After toning for a few minutes, remove the prints, and place in another dish containing an ounce of hyposulphite of soda dissolved in a pint of water; allow them to remain ten minutes, and then remove and wash an hour or more in water—running water if possible—constantly changing the water and moving the prints about. Then dry your prints and the completed picture is before you, ready for mounting on a card, or pasting in an album.[E] If you wish to obtain merely a “proof,” or a fair print, without the delicacy of shading and tone of the silver print, you can do this with “blue paper,” by simply exposing this prepared paper beneath the negative, and washing and drying without any further toning or fixing.
These, in brief, are the various processes necessary for procuring a photographic print; but, as I have already remarked, the negative being your main object, it would be much better to rest content with securing that, and depend upon some photographer to give you the paper impressions.
To recapitulate: For a short trip, fully equipped for taking photographs, we shall need the following:—
| A “tourograph,” for plates 4×5 inches, with alpenstock tripod and lens | $15.00 |
| One dozen 4×5 plates | 1.00 |
| One graduate (or measuring glass) | .50 |
| Two developing pans | .40 |
| One pound oxalate potash, in papers ready for use, 60 cents, half pound protosulphate of iron, in papers, 10 cents | .70 |
| One pound hypo’ soda, in papers, 10 cents, six ounces varnish, 50 cents | .60 |
| ——— | |
| Sum total for apparatus and chemicals sufficient for development of fifty negatives | $18.20 |
| If you will insist upon printing your own views, then you will need in addition—one printing frame | .60 |
| One bottle chloride gold sufficient for a certain number of prints as stated in directions with it, 50 cents, one bottle bicarb, soda, 10 cents | .60 |
| Sensitized paper for one dozen prints | .25 |
| ——— | |
| $1.45 |
In round numbers, for $20.00 you can be fully prepared to set up for yourself as an amateur photographer, and after many trials, with diligence and perseverance, can hope to secure photographs of scenery, interiors, and even portraits, that will compare favorably with the work of professional artists. The above is such an outfit—except that I had a larger camera and larger stock of plates—as I have carried to the West Indies and to Mexico.
Since my return, however, I find that my friend, the inventor, has produced yet another instrument, which he calls his “pocket camera,” which folds up into a small package but one inch and a half in thickness, and weighs but twenty-four ounces. This is so constructed that double plate-holders, each containing two dry plates, form the top, sides and back of the camera, and the entire outfit for the taking of eight negatives, sold for ten dollars.
It is only fair to state that other apparatus and outfits can be purchased at rates almost equally low, notably those of the Scovill Manufacturing Company, of New York, who furnish complete equipments from ten dollars up.

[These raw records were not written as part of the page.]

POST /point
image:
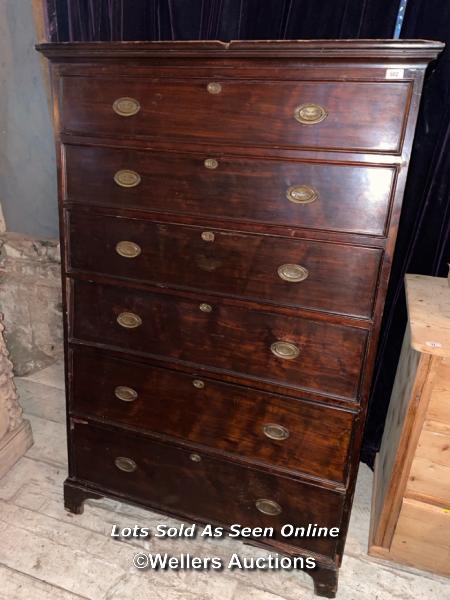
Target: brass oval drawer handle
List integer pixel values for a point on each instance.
(301, 194)
(204, 307)
(310, 114)
(125, 464)
(129, 320)
(127, 178)
(126, 107)
(208, 236)
(285, 350)
(275, 432)
(268, 507)
(126, 394)
(128, 249)
(214, 88)
(292, 273)
(211, 163)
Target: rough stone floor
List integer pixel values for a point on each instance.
(48, 553)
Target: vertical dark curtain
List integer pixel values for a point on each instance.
(423, 244)
(424, 241)
(86, 20)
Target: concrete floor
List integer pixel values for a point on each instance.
(46, 553)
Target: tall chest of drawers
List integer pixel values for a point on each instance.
(228, 217)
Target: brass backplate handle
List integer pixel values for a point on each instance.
(204, 307)
(292, 273)
(301, 194)
(129, 320)
(126, 107)
(125, 464)
(310, 114)
(211, 163)
(198, 383)
(285, 350)
(128, 249)
(127, 178)
(126, 394)
(208, 236)
(275, 432)
(268, 507)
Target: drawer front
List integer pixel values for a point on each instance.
(322, 356)
(331, 277)
(346, 198)
(209, 489)
(306, 114)
(282, 432)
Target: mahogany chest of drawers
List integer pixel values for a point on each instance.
(228, 219)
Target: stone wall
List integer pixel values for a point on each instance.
(30, 299)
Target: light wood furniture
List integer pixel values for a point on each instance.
(228, 217)
(15, 432)
(411, 501)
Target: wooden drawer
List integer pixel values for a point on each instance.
(331, 277)
(210, 489)
(224, 336)
(282, 432)
(355, 115)
(349, 198)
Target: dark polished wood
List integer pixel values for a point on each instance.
(168, 477)
(232, 338)
(350, 198)
(192, 402)
(224, 262)
(360, 115)
(209, 412)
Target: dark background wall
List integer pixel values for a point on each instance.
(27, 165)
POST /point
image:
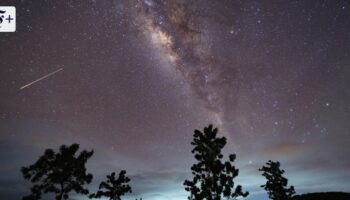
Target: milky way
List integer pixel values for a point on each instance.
(139, 76)
(176, 28)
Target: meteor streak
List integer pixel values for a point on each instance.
(48, 75)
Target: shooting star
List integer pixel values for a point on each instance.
(48, 75)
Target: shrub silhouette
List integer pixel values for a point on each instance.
(113, 188)
(59, 173)
(212, 179)
(276, 184)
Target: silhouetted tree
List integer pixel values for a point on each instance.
(276, 184)
(212, 179)
(113, 188)
(59, 173)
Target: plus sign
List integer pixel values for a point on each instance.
(9, 18)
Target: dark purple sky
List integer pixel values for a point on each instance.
(139, 76)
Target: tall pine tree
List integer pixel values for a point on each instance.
(276, 184)
(212, 178)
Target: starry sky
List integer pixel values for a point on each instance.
(136, 77)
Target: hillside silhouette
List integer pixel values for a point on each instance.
(62, 172)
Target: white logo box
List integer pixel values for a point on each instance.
(7, 19)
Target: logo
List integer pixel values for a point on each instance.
(7, 19)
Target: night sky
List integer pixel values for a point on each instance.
(137, 77)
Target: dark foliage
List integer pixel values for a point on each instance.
(113, 188)
(276, 184)
(58, 173)
(212, 179)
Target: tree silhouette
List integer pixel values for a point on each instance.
(212, 179)
(113, 188)
(276, 184)
(58, 173)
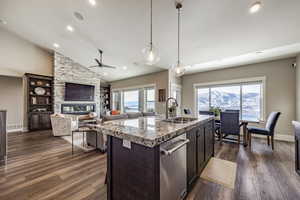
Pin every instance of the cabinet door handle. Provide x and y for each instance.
(170, 151)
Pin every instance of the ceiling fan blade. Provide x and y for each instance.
(99, 63)
(107, 66)
(93, 66)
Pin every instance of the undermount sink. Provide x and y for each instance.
(180, 120)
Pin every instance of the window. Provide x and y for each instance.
(150, 100)
(203, 99)
(251, 101)
(134, 99)
(116, 100)
(246, 97)
(131, 101)
(226, 97)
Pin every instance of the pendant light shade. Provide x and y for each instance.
(150, 53)
(179, 67)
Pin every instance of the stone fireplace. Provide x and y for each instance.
(66, 70)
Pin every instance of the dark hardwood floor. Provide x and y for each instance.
(41, 166)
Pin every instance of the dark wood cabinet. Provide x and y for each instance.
(200, 149)
(209, 141)
(3, 139)
(297, 153)
(192, 172)
(39, 101)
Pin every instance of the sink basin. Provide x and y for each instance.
(180, 120)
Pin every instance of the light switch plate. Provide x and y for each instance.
(127, 144)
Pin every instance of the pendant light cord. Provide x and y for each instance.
(151, 24)
(178, 42)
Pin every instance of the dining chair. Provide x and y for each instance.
(229, 110)
(206, 113)
(230, 124)
(217, 123)
(267, 131)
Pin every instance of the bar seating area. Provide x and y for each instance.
(229, 123)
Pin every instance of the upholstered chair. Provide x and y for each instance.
(63, 124)
(230, 124)
(267, 131)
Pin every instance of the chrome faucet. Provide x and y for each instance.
(167, 106)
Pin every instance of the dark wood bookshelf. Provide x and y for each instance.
(39, 106)
(105, 99)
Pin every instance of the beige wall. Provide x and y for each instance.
(12, 100)
(298, 87)
(18, 56)
(160, 79)
(280, 87)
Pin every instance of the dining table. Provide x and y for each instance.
(243, 123)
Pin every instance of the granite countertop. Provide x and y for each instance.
(148, 131)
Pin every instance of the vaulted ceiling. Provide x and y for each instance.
(215, 34)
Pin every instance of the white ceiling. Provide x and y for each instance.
(215, 34)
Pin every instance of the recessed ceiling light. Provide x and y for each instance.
(255, 7)
(2, 21)
(78, 16)
(56, 45)
(70, 28)
(93, 2)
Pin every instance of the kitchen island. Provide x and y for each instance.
(153, 159)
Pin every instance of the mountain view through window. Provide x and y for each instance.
(243, 97)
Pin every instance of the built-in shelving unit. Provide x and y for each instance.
(39, 101)
(105, 99)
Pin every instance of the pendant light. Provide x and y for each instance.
(179, 67)
(150, 53)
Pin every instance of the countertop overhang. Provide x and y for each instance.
(148, 131)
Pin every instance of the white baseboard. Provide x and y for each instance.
(14, 130)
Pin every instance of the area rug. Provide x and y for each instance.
(78, 142)
(220, 171)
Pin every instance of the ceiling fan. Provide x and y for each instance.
(100, 63)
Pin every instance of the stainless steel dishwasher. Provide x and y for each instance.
(173, 173)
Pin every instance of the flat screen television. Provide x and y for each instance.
(79, 92)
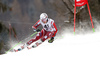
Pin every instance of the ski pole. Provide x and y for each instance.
(19, 43)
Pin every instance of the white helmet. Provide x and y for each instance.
(43, 17)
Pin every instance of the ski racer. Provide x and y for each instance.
(49, 31)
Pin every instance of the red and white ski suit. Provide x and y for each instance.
(49, 30)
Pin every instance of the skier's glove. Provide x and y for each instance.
(51, 40)
(38, 30)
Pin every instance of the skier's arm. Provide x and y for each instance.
(36, 24)
(55, 29)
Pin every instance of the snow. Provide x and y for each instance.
(69, 47)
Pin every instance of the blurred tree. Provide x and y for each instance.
(99, 1)
(4, 7)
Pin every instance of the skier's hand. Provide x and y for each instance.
(51, 40)
(38, 30)
(33, 29)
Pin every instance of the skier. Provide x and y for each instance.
(49, 31)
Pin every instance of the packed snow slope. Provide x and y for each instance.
(69, 47)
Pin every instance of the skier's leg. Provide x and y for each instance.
(48, 35)
(38, 36)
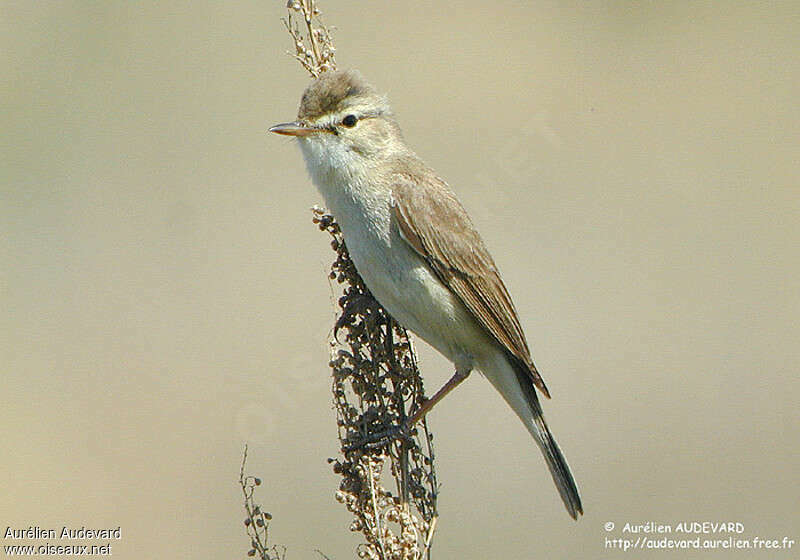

While I recognize the excellence of these articles, I have selected the “tourograph,” as being something with which I have experimented, and likely, from its simplicity, to meet the wants of beginners.
Since the expense is reduced to so reasonable a sum, and the road is made so easy that any one can travel it, what boy or girl will be deterred from entering this fascinating domain of photography?
If you can secure some old room in the garret, or in some unused corner, cover the window with yellow or orange paper, excluding all other light, and take to it such simple chemicals and apparatus as I have indicated, then what a delightful world for experiment and research is opened to you!